5. Scalable Matrix Extension#
The Scalable Matrix Extension (SME) is designed to accelerate dense linear algebra workloads and is interesting in several ways. First and foremost, it has a set of Matrix Outer Product Accumulate (MOPA) instructions. Compared to “regular” Neon or SVE vector instructions such as FMLA, MOPA instructions perform more operations relative to the number of register bits accessed. Second, SME adds a new two-dimensional ZA array. Tiles of ZA are the destinations of all MOPA instructions. Third, SME requires the use of a special streaming mode to enable its capabilities. In streaming mode, Neon and SVE capabilities are not available. Instead, streaming mode provides Streaming SVE (SSVE) for vector processing. Finally, the design of SME has many parallels to the Apple Matrix Extension (AMX) and related patents (US10346163B2, US11042373B2). On May 7 2024, Apple introduced the fourth generation of its M-Series system-on-a-chip line. Unlike previous generations, M4 supports SME in addition to AMX.
5.1. ZA Array#
SVL (bits) |
SVL (bytes) |
SVL (words) |
ZA (bits) |
ZA (bytes) |
ZA (words) |
---|---|---|---|---|---|
128 |
16 |
4 |
2048 |
256 |
64 |
256 |
32 |
8 |
8192 |
1024 |
256 |
512 |
64 |
16 |
32768 |
4096 |
1024 |
1024 |
128 |
32 |
131072 |
16384 |
4096 |
The size of the two-dimensional ZA array is determined by the Streaming Vector Length (SVL) in bytes: SVL⨉SVL. For example, suppose the SVL is 512 bits (64 bytes). In this case, we get a ZA array size of 4096 bytes, which means that we can store 1024 FP32 values in the ZA array. Table 5.1.1 shows the ZA array sizes for an SVL of 128, 256, 512 and 1024 bits. Apple’s M4 has an SVL of 512 bits.

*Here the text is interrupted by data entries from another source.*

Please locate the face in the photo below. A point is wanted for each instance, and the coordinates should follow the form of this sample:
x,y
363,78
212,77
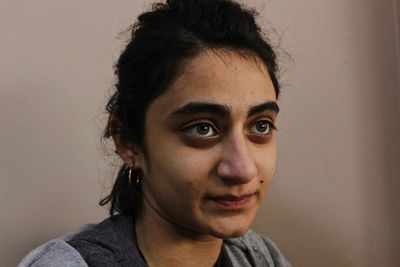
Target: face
x,y
210,145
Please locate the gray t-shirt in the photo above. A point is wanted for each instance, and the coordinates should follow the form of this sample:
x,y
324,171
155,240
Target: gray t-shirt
x,y
111,243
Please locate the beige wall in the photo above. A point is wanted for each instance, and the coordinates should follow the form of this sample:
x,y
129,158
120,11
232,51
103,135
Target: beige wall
x,y
335,198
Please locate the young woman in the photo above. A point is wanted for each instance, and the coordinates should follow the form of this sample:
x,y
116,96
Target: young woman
x,y
193,119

Fig. 5.1.1 Illustration of the ZA array for an SVL of 64 bytes. The array has 64 rows and 64 colums. It can thus hold a total of 4096 bytes. The rows of the array can accessed as array vectors.#
Fig. 5.1.1 shows the two-dimensional ZA array for an SVL of 64 bytes. The ZA array consists 64 rows and 64 columns. We can access the data of the array in different ways. One option for data access is that of ZA array vectors. Each ZA array vector corresponds to a row of the ZA array and has a size of SVL bytes. Thus, for the shown ZA array, we have 64 ZA array vector each of which has a size of 64 bytes.
5.2. ZA Tiles#
An additional data access method to the ZA array is given by the concept ZA tiles. ZA tiles can have byte, half-word, word, double-word or quad-word elements. The element size determines the number of corresponding ZA tiles. When considering the size of square ZA tiles, it is convenient to express the SVL by means of the element size. In detail, \(\text{SVL}_\text{B}\) refers to the SVL in bytes, whereas \(\text{SVL}_\text{H}\), \(\text{SVL}_\text{S}\), \(\text{SVL}_\text{D}\) and \(\text{SVL}_\text{Q}\) refer to it in halfwords, singlewords, doublewords and quadwords.
Element Size (bytes) |
Tiles |
Elements per Tile |
---|---|---|
Byte (1) |
ZA0.B |
\(\text{SVL}_\text{B} \times \text{SVL}_\text{B}\) |
Halfword (2) |
ZA0.H, ZA1.H |
\(\text{SVL}_\text{H} \times \text{SVL}_\text{H}\) |
Word (4) |
ZA0.S, ZA1.S, ZA2.S, ZA3.S |
\(\text{SVL}_\text{S} \times \text{SVL}_\text{S}\) |
Doubleword (8) |
ZA0.D - ZA7.D |
\(\text{SVL}_\text{D} \times \text{SVL}_\text{D}\) |
Quadword (16) |
ZA0.Q - ZA15.Q |
\(\text{SVL}_\text{Q} \times \text{SVL}_\text{Q}\) |
Table 5.2.1 lists the tile names and the number of elements per tile based on the underlying element size. For example, consider the case of word-sized elements and an SVL of 64 bytes or 16 words. In this case, we can access the 4096 bytes of the ZA array through the four tiles ZA0.S - ZA3.S, each of which holds 256 elements, resulting in a tile size of 1024 bytes.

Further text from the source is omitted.